OCLC did publish bibliographic standards, but quality control 
was largely on a voluntary basis. Errors could be corrected 
by ineinbers submitting a report to the network. OCLC 
cataloging, unlike RLIN, has only one master record for each 
item in its database. Only the entering library was 
permitted to alter an I-level record, and was able to do so 
only if no other institution had attached holdings symbols. 
LC copy would replace member- contributed copy, as would 
copy from "Enhance" libraries (libraries with consistently 
top-notch cataloging that are permitted to correct or improve 
other institutions' records) (Inter 1989, 4). 

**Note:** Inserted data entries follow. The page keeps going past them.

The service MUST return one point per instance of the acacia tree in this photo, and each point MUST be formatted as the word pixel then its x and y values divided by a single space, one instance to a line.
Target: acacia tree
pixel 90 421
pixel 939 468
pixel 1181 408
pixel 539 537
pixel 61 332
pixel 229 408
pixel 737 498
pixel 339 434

RLIN was dependent on voluntary compliance to its 
cataloging standards as well, but its pricing scale varied 
with the completeness and accuracy of the record; quality 
control was a high priority from its inception. The majority 
of RLIN member libraries were academic and research 
institutions, dedicated to providing materials for graduate 
and post-graduate study. Complete and accurate catalog 
records were particularly important in serving these research 
needs. OCLC member libraries included many colleges, smaller 
universities, and public libraries. The users of these 
libraries were not primarily researchers and placed less 
importance on complete and accurate catalog records. 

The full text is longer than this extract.